The association is also facing strong headwinds, chief among them legislative action by the California Teachers Association and other groups pushing for restrictions on charter school growth and greater transparency on their finances.

The California Teachers Association is proposing three bills, including SB 808 that critics claim could lead to a sharp drop in charters by allowing only districts to approve petitions to open or renew charters and severely limiting the appeals process for charters whose applications to open are rejected. The charter association argues that the bill would give too much power to school districts wary of charter growth. The bill was tabled by its author after intense lobbying from charter advocates, but is expected to return before the end of the two-year legislative cycle.

While charters have traditionally gotten support from both Republican lawmakers and the last two governors – Republican Arnold Schwarzenegger and the current governor, Democrat Jerry Brown  they have in recent years also increased their backing among many Democrats who control the state Legislature.

The charter schools association told its members during the “Combat Warfare” session in Sacramento that the 80-person state Assembly has 46 charter school supporters and another “11 cultivatables” – lawmakers who could be persuaded to vote in the association’s interest. The Senate, with 40 members, has 17 charter school supporters and eight “cultivatables,” according to a PowerPoint the association showed at the session. This legislative support is nearly double what the group counted back in 2012, according to its own tallies.

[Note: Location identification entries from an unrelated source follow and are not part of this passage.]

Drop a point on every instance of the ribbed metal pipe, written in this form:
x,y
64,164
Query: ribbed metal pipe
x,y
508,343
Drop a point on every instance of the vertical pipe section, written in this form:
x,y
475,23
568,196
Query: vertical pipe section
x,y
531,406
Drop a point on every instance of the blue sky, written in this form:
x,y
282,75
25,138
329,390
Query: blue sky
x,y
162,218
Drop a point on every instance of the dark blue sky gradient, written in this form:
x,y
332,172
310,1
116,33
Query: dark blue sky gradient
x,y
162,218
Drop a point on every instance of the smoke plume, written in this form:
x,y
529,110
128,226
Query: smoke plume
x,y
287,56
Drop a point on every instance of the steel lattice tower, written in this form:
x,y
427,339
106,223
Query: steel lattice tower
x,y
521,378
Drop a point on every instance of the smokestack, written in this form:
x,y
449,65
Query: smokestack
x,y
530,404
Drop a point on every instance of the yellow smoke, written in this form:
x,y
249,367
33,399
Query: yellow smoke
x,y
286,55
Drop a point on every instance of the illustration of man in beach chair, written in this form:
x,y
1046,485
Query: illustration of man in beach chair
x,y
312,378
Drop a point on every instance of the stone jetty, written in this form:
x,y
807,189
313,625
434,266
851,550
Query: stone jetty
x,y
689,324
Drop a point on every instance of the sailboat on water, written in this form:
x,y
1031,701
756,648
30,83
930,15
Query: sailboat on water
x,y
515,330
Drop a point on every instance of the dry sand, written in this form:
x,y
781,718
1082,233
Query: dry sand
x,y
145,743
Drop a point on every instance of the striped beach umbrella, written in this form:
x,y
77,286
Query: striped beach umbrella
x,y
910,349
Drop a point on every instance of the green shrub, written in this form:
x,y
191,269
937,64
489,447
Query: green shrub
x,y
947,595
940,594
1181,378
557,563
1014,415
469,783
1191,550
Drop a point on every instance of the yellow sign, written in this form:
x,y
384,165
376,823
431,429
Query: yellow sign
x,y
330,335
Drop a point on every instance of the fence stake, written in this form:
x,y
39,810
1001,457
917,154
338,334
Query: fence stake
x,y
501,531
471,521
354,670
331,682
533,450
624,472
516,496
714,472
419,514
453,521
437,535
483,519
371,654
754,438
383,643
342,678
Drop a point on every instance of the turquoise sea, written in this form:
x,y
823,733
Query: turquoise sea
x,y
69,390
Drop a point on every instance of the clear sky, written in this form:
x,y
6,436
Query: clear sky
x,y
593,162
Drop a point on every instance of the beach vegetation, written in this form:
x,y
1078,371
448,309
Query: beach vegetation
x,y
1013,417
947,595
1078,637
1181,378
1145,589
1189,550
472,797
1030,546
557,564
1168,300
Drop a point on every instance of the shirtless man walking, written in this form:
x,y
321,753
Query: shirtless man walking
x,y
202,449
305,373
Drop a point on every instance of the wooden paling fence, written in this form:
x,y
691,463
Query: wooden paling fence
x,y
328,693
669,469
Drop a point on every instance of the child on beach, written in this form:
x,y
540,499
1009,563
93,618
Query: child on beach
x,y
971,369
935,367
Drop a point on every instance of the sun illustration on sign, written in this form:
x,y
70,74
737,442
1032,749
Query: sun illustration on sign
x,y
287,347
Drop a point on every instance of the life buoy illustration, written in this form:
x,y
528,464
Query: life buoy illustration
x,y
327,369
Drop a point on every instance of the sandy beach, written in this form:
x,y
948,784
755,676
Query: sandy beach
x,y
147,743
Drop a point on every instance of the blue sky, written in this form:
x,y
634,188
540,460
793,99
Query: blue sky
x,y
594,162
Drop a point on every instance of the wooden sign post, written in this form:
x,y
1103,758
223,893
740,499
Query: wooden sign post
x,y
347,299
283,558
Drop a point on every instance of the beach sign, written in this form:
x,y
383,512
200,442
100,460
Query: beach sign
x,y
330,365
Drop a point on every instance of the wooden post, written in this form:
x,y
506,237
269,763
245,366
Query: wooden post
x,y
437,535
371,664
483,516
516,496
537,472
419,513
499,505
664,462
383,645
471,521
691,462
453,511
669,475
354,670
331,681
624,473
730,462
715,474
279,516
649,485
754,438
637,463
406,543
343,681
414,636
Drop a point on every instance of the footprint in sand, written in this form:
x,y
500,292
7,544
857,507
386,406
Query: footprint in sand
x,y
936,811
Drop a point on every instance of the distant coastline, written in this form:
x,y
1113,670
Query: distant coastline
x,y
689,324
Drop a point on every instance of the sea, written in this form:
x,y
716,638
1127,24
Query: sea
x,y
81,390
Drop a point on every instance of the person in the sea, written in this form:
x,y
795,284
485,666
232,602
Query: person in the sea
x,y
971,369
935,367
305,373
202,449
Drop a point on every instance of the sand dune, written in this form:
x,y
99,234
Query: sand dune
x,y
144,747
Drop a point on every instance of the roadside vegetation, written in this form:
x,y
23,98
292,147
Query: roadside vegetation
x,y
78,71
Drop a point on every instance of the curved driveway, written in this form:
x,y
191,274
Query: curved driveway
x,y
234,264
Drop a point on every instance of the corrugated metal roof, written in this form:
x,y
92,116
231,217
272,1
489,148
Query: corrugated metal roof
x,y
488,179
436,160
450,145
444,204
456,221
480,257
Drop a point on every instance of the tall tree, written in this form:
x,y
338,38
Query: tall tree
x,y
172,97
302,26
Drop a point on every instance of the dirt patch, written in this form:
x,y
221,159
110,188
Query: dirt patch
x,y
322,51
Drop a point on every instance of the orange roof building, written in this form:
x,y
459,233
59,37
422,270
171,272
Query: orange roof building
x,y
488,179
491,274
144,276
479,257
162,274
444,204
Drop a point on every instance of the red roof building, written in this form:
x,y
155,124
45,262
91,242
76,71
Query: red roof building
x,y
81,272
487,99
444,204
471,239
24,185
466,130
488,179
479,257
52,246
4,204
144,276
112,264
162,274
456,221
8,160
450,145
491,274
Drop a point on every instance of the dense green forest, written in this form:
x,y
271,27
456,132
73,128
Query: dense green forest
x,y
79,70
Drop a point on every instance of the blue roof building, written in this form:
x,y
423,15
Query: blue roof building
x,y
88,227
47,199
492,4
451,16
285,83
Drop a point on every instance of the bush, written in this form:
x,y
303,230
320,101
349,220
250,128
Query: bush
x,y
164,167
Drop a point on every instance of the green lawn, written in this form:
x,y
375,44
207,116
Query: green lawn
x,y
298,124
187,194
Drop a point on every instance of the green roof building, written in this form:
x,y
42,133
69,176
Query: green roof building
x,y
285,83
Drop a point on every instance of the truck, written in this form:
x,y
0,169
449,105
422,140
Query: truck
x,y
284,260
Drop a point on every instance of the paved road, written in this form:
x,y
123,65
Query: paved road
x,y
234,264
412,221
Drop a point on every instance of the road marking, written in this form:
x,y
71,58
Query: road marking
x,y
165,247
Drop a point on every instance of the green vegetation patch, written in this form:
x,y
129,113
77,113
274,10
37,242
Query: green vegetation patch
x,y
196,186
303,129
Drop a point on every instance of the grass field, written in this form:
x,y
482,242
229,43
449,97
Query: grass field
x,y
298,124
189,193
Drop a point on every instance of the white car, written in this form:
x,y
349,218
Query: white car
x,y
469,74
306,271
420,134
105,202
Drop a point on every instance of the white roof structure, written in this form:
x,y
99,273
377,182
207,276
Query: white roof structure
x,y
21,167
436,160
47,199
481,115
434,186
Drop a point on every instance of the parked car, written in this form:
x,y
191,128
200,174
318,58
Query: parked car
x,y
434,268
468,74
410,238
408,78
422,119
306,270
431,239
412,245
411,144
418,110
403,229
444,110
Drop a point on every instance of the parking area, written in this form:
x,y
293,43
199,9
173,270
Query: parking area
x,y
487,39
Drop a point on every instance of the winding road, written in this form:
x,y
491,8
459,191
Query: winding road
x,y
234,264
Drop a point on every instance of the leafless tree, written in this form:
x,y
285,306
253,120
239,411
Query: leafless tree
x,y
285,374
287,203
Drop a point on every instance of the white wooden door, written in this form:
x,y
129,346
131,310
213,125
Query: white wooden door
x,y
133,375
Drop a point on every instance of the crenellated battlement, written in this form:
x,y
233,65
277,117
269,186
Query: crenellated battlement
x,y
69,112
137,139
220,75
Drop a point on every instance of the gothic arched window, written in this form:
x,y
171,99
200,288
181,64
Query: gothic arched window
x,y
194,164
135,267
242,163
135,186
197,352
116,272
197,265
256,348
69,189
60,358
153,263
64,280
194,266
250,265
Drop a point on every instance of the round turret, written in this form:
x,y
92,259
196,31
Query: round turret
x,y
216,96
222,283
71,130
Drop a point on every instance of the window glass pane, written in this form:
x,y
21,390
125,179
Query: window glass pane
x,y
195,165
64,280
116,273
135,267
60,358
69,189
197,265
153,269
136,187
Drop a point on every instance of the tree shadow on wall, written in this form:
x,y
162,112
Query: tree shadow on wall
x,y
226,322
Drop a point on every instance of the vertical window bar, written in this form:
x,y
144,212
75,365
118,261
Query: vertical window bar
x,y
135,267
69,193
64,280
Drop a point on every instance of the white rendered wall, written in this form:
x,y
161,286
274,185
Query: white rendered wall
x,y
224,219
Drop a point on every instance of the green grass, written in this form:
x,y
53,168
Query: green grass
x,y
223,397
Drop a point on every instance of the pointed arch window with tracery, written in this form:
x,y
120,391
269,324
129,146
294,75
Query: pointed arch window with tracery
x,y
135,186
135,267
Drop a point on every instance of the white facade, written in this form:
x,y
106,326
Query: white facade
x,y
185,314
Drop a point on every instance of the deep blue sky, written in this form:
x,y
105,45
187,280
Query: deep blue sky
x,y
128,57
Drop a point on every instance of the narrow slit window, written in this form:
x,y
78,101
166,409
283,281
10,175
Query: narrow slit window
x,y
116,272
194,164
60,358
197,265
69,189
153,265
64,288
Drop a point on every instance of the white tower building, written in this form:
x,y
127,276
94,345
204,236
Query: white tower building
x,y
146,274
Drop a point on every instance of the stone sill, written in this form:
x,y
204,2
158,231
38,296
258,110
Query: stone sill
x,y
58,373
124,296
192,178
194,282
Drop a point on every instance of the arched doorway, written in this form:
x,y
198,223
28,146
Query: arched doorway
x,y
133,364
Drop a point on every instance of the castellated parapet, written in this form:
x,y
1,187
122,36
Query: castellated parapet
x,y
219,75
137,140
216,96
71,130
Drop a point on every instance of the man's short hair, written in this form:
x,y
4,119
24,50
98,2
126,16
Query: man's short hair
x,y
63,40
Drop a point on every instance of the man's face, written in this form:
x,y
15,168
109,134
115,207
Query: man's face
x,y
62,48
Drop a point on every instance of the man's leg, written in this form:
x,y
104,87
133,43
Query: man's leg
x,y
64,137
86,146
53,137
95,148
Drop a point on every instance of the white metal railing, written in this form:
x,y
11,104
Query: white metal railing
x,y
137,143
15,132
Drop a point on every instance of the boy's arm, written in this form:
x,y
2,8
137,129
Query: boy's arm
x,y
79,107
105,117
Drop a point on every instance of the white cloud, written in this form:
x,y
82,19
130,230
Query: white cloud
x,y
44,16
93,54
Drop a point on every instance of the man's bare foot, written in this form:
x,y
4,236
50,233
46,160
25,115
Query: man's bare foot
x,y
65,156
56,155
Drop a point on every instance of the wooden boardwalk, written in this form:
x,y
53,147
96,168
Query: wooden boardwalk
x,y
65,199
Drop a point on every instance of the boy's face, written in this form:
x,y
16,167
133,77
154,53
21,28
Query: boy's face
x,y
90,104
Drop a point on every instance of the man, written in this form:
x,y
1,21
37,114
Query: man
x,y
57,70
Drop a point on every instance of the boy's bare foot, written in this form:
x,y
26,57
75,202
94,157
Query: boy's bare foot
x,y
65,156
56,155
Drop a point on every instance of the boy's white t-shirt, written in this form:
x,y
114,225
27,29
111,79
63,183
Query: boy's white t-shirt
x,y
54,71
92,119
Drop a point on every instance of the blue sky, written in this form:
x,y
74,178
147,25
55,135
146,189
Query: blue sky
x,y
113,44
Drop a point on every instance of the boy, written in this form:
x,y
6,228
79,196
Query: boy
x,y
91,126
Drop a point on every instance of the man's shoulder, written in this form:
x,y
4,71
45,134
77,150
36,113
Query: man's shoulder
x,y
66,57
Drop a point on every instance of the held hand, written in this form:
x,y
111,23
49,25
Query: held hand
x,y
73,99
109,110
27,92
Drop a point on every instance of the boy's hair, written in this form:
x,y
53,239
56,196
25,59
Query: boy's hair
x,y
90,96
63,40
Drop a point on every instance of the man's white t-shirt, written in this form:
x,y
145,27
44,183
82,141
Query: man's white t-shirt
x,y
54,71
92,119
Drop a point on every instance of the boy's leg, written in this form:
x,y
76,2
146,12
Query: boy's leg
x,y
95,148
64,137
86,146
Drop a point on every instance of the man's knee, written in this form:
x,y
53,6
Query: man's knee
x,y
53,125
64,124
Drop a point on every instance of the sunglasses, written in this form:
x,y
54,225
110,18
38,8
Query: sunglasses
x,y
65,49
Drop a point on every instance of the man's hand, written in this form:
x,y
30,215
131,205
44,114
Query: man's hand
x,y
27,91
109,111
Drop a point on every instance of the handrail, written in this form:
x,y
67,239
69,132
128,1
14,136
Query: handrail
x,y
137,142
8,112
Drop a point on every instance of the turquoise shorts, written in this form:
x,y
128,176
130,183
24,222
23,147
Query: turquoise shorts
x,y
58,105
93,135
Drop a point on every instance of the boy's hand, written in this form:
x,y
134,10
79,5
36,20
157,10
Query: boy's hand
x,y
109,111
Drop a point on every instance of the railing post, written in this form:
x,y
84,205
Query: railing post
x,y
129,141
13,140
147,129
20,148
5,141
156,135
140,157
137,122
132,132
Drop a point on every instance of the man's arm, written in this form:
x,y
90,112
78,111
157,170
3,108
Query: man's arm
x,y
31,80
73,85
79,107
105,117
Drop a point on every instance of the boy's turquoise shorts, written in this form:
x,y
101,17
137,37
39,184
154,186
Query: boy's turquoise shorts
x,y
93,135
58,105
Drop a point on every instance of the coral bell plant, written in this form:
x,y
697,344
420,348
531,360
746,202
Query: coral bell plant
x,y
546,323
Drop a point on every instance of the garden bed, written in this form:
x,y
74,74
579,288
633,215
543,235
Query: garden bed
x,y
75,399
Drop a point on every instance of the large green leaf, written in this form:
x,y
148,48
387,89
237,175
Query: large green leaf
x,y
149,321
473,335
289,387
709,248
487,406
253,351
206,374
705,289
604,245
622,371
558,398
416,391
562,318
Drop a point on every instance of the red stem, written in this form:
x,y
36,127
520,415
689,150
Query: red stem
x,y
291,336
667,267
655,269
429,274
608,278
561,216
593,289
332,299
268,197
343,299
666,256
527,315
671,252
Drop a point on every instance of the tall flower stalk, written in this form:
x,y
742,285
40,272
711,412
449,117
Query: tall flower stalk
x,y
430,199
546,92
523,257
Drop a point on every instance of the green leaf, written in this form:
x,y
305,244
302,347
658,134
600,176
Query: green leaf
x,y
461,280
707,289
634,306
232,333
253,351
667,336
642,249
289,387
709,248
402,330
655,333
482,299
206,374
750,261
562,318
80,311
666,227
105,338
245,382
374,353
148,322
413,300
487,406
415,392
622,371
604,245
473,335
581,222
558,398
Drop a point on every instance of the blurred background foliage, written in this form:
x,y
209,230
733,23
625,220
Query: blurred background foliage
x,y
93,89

But the organization doesn’t count on supporters to vote their way all of the time.

“We don’t think of our supporters (in the Legislature) as folks who will simply do and say anything and everything we want,” said the association’s Marquez. “We’re not looking to elect ideologues.”

To be sure, California has been an early supporter of charter schools, becoming the second state to permit these schools to exist back in 1992. Since then, the Legislature passed additional bills that both benefited and challenged charters.

And while in past years the association partnered with Republicans to craft legislation, this year’s slate of sponsored bills was drafted entirely by Democrats. “That’s a big change for us,” Rand Martin, a lobbyist for the charter school association, told the March conference.